The show, now broadcast on ABC TV, has helped launch her media career and given a broader voice to Indigenous players and fans of the AFL.
"It's very important to get an Indigenous perspective on the AFL. It helps for the players to have them step up in that media arena as well. It's not just a show for Indigenous people, it's a show for everyone."
The commitment to furthering Indigenous culture in the media has inspired her to co-produce a show on Indigenous dancing.
The show, with a working title 'Dance Off' is currently being filmed and will focus on a competition in her native Arnhem Land, Northern Territory.
"It's going to be about an Indigenous dance competition and showcasing the things that are happening in the community. It's about going behind the scenes and getting people to see the things within the culture. I think it's very important to show the positive aspects, where a lot of things in the news and culture tend toward the negative view."
Leila said her late father, a lecturer at Charles Sturt University and a leader of the community in Galiminku, is still a big inspiration for her.
"I'm trying to live up to his name and do as much for her community as he did."
With a busy recording schedule during the footy season, Leila spends her time off up North with family or visiting friends in Bendigo.
"I'm back in Bendigo every couple of months, visiting family and friends.
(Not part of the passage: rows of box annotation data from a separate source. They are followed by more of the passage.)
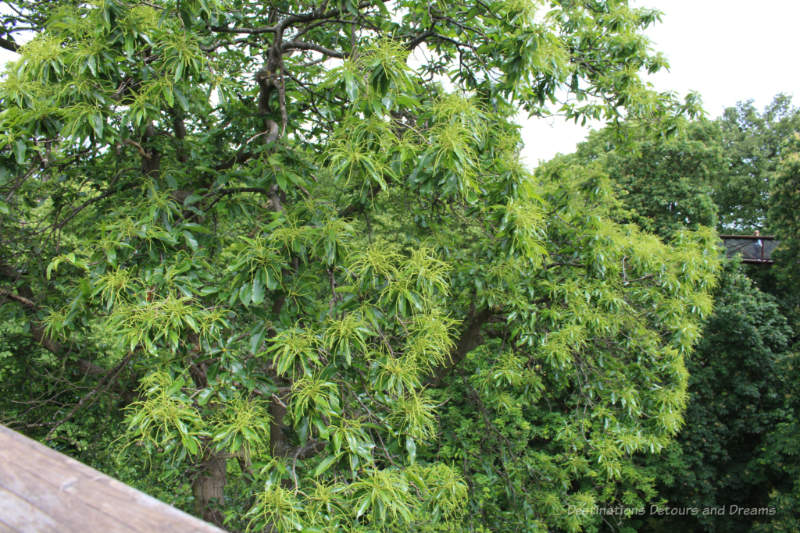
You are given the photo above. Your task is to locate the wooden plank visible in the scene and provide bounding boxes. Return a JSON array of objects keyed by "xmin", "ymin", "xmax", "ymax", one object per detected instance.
[
  {"xmin": 0, "ymin": 426, "xmax": 223, "ymax": 533},
  {"xmin": 0, "ymin": 487, "xmax": 58, "ymax": 533}
]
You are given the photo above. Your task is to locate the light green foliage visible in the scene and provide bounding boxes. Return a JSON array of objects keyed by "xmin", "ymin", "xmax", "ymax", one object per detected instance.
[{"xmin": 0, "ymin": 0, "xmax": 718, "ymax": 531}]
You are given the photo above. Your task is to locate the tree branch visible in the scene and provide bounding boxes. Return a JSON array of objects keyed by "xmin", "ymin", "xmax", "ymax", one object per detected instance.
[
  {"xmin": 44, "ymin": 352, "xmax": 133, "ymax": 441},
  {"xmin": 0, "ymin": 37, "xmax": 19, "ymax": 52}
]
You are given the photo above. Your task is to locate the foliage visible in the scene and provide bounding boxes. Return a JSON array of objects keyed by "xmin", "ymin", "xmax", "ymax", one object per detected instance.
[
  {"xmin": 713, "ymin": 94, "xmax": 800, "ymax": 233},
  {"xmin": 0, "ymin": 0, "xmax": 718, "ymax": 531},
  {"xmin": 572, "ymin": 120, "xmax": 727, "ymax": 237},
  {"xmin": 640, "ymin": 264, "xmax": 797, "ymax": 532}
]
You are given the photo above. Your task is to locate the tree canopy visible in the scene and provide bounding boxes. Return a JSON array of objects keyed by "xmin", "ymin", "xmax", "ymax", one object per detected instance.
[{"xmin": 0, "ymin": 0, "xmax": 719, "ymax": 531}]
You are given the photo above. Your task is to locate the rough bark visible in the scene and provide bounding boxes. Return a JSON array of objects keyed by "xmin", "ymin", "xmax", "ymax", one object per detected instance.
[
  {"xmin": 192, "ymin": 452, "xmax": 227, "ymax": 526},
  {"xmin": 428, "ymin": 309, "xmax": 492, "ymax": 386}
]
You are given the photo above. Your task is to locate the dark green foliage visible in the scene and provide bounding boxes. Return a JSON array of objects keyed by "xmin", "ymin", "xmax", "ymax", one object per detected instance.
[
  {"xmin": 713, "ymin": 94, "xmax": 800, "ymax": 234},
  {"xmin": 643, "ymin": 264, "xmax": 797, "ymax": 532}
]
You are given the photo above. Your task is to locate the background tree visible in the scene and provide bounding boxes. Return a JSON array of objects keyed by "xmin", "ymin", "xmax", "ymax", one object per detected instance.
[
  {"xmin": 713, "ymin": 94, "xmax": 800, "ymax": 234},
  {"xmin": 561, "ymin": 102, "xmax": 798, "ymax": 531},
  {"xmin": 0, "ymin": 0, "xmax": 718, "ymax": 531}
]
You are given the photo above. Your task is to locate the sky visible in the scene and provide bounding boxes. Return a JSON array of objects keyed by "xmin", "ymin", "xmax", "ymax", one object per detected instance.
[
  {"xmin": 521, "ymin": 0, "xmax": 800, "ymax": 166},
  {"xmin": 0, "ymin": 0, "xmax": 800, "ymax": 167}
]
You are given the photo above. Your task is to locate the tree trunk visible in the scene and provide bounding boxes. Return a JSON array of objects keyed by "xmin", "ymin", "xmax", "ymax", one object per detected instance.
[{"xmin": 192, "ymin": 452, "xmax": 227, "ymax": 527}]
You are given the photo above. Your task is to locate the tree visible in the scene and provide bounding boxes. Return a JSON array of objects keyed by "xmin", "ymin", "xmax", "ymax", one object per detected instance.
[
  {"xmin": 572, "ymin": 120, "xmax": 727, "ymax": 238},
  {"xmin": 644, "ymin": 263, "xmax": 797, "ymax": 532},
  {"xmin": 0, "ymin": 0, "xmax": 718, "ymax": 531},
  {"xmin": 714, "ymin": 94, "xmax": 800, "ymax": 232},
  {"xmin": 564, "ymin": 111, "xmax": 798, "ymax": 531}
]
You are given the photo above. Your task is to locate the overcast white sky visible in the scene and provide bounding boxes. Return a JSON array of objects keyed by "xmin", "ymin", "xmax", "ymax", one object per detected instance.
[
  {"xmin": 523, "ymin": 0, "xmax": 800, "ymax": 166},
  {"xmin": 0, "ymin": 0, "xmax": 800, "ymax": 166}
]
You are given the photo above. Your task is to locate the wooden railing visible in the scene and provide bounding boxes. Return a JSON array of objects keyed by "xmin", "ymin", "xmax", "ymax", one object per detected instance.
[
  {"xmin": 0, "ymin": 426, "xmax": 224, "ymax": 533},
  {"xmin": 720, "ymin": 235, "xmax": 778, "ymax": 264}
]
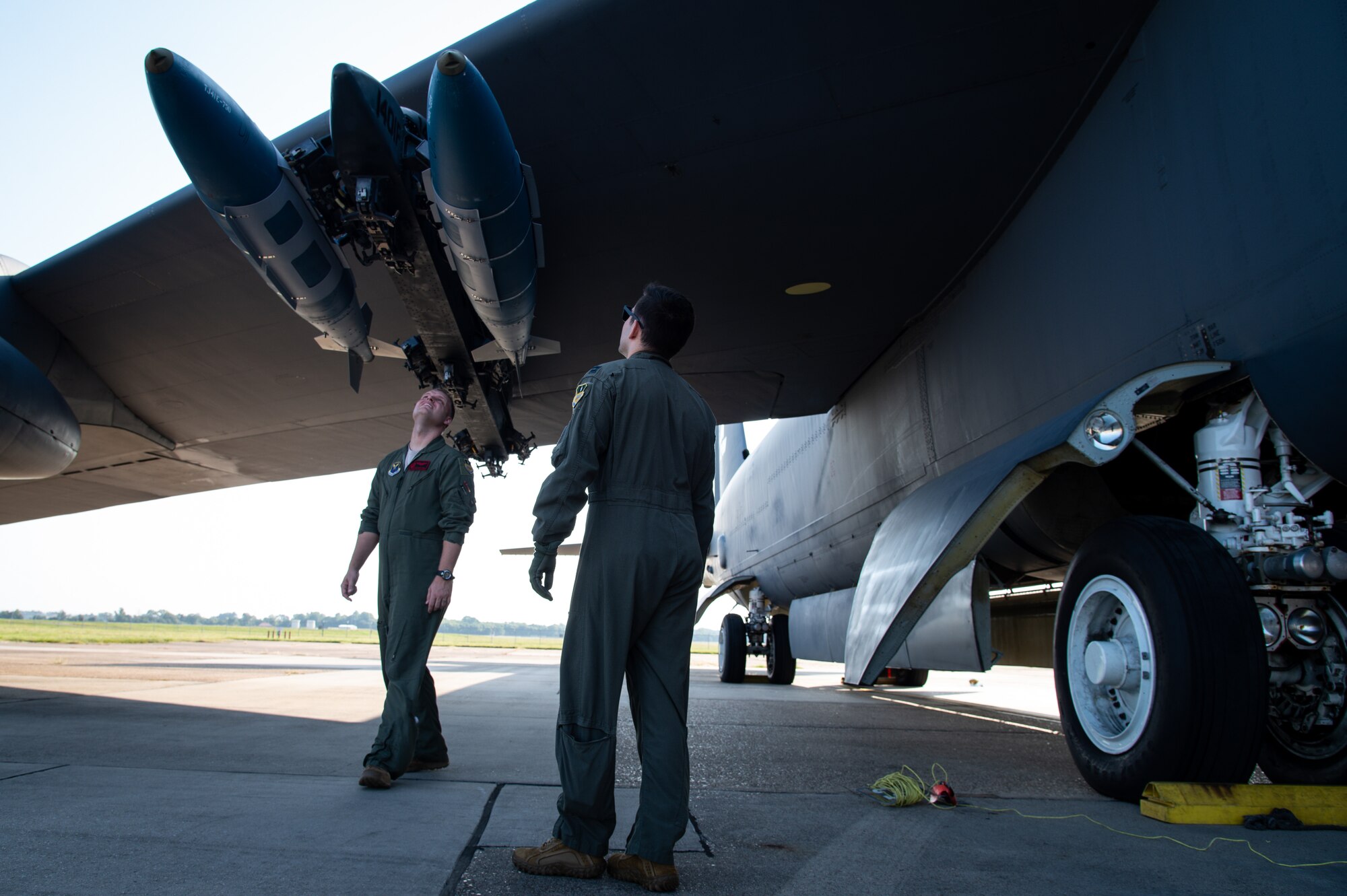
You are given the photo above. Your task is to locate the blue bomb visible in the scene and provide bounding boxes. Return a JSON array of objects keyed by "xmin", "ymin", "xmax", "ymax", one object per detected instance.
[{"xmin": 145, "ymin": 48, "xmax": 374, "ymax": 389}]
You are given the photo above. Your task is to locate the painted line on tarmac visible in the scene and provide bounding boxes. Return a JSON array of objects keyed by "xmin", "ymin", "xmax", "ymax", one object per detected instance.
[
  {"xmin": 687, "ymin": 808, "xmax": 715, "ymax": 858},
  {"xmin": 439, "ymin": 783, "xmax": 505, "ymax": 896},
  {"xmin": 870, "ymin": 694, "xmax": 1061, "ymax": 737},
  {"xmin": 0, "ymin": 763, "xmax": 70, "ymax": 780}
]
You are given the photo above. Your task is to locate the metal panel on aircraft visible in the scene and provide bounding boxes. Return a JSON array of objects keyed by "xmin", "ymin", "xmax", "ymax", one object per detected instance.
[{"xmin": 845, "ymin": 401, "xmax": 1096, "ymax": 685}]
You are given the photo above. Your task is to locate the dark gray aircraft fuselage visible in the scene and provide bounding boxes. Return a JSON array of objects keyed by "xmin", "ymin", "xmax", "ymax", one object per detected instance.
[{"xmin": 709, "ymin": 3, "xmax": 1347, "ymax": 792}]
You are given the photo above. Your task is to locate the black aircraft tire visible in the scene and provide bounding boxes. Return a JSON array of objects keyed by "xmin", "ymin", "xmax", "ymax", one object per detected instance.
[
  {"xmin": 719, "ymin": 613, "xmax": 749, "ymax": 685},
  {"xmin": 766, "ymin": 615, "xmax": 795, "ymax": 685},
  {"xmin": 893, "ymin": 668, "xmax": 931, "ymax": 687},
  {"xmin": 1258, "ymin": 598, "xmax": 1347, "ymax": 786},
  {"xmin": 1053, "ymin": 516, "xmax": 1268, "ymax": 802}
]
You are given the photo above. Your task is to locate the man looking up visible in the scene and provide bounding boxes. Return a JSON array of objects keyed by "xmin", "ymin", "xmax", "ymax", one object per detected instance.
[
  {"xmin": 341, "ymin": 389, "xmax": 477, "ymax": 788},
  {"xmin": 513, "ymin": 284, "xmax": 715, "ymax": 891}
]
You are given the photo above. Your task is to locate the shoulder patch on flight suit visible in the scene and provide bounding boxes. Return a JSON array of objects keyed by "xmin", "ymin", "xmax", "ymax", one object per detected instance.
[{"xmin": 571, "ymin": 382, "xmax": 590, "ymax": 413}]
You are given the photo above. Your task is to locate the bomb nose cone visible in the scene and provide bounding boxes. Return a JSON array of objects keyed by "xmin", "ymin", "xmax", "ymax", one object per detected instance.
[
  {"xmin": 145, "ymin": 47, "xmax": 172, "ymax": 74},
  {"xmin": 435, "ymin": 50, "xmax": 467, "ymax": 77}
]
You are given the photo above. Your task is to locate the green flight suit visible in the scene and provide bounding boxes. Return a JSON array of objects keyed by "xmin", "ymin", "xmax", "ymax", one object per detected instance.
[
  {"xmin": 533, "ymin": 353, "xmax": 715, "ymax": 864},
  {"xmin": 360, "ymin": 439, "xmax": 477, "ymax": 778}
]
It's very much an important part of my life. My friends from Bendigo are very supportive, they still see me as the shy girl they knew from High School and that's what I love about Bendigo is just being me as opposed to being a TV personality."
After more than five years of experience on the Marngrook Footy Show, Leila said the highlight each year is the dreamtime round.
"I'm always nervous every year before the round. It's an important part of the AFL season, we get to see some amazing Indigenous players running around and see how integral they are to the rest of their team."
With an entrenched passion for football she said she'll always be involved in the sport in some way or another.
"I'm one of those people who take advantages when they come, when a door opens for me I take it. At the moment I'm very happy doing the show and having the opportunities to do my own show, telling stories of my culture."